A practice like this is a good fit for people who are managing several projects or responsibilities at once. This type of creative practice asks a small amount of time from you each day, which can relieve the pressure to tackle a big project under unrealistic circumstances.
For example, say you want to explore a new business idea, write a blog, or take on a large-scale creative project. With this approach, you don’t have to stop everything and obsess about the new creative endeavor. Instead, you can chip away at it day by day over a long period of time. Do you want to start a blog? Take 15 minutes every day dedicated to that process. It could mean reading other blogs, thinking of themes to write about, actually writing, or starting the process to establish your blog space online. The point is, you don’t have to drop your life and do it all at once. Take it one baby step at a time. Enjoy the process of the evolution of your idea or intention.
03: Everyday Thinking
This type of creative practice is founded on your thinking approach and is less about actions or building things. This approach asks you to be more aware of your surroundings and to be intentional about inviting in fresh perspectives. Activating a creative mindset in your daily life requires you to tap into your curiosity and ask more questions.
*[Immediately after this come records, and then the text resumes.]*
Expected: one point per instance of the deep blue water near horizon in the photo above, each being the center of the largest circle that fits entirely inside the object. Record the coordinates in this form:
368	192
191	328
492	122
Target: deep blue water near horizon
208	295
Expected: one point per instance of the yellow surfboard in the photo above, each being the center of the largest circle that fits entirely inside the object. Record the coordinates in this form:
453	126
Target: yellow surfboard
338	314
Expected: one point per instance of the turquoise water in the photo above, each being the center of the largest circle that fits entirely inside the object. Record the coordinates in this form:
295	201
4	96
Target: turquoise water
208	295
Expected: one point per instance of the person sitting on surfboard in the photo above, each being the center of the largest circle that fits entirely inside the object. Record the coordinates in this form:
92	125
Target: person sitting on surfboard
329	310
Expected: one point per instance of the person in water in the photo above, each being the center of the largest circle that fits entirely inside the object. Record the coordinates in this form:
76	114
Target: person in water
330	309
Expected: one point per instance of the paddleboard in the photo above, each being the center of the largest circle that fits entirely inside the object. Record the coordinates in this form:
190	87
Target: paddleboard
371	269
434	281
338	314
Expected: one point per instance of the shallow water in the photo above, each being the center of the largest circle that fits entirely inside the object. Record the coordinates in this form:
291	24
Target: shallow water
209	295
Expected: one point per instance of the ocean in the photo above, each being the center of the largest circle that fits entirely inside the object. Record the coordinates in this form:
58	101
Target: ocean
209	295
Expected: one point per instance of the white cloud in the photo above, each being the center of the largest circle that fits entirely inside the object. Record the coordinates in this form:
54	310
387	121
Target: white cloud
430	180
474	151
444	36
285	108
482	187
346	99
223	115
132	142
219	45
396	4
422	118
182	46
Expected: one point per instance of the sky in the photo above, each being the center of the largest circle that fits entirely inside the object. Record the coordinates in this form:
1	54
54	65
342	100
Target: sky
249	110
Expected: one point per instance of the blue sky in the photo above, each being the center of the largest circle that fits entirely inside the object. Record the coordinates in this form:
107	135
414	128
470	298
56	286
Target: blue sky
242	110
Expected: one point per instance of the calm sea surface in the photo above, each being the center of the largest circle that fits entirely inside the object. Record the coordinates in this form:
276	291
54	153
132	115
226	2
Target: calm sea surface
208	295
A practice that consciously focuses on the practical use of a creative mindset is an excellent practice for people working in teams or leading others.
04: Create to Create
This is a creative practice driven by the process and nothing else. The main goal here is to have no attachment to creative outcomes. You make things for the simple act of making or to answer questions and entertain your curiosities. This approach is also good for finding new frames and fresh perspectives by creating new iterations of existing ideas.
This practice is a wonderful use of time and also supports those working on a health and wellness practice. Creating for no other purpose than creation is great for connecting with your emotions and getting in the creative flow to overcome stress.
The practice of iterating is often used by designers and strategic teams for problem-solving, although everyone can benefit from reinventing and repurposing otherwise old ideas.
You may be a beginner creative practitioner who finds that one of the above practices is a good fit to start with — for now. For the more experienced creative practitioner, your creative practice could be one that encompasses all of these styles into a creative practice that ultimately fills your life with a creative approach in every case. This is what it truly means to “be” creative.
It’s okay if you are not at the level to take on a mixed-methods approach to your creative practice. It takes a lot of creative rehearsal time to grow your creative capacities and learn when to bend to life’s circumstances or the creative constraints presented to you.
Practice does not make perfect, but it will help you grow, and, ultimately, the more you practice the more creative you will “be”.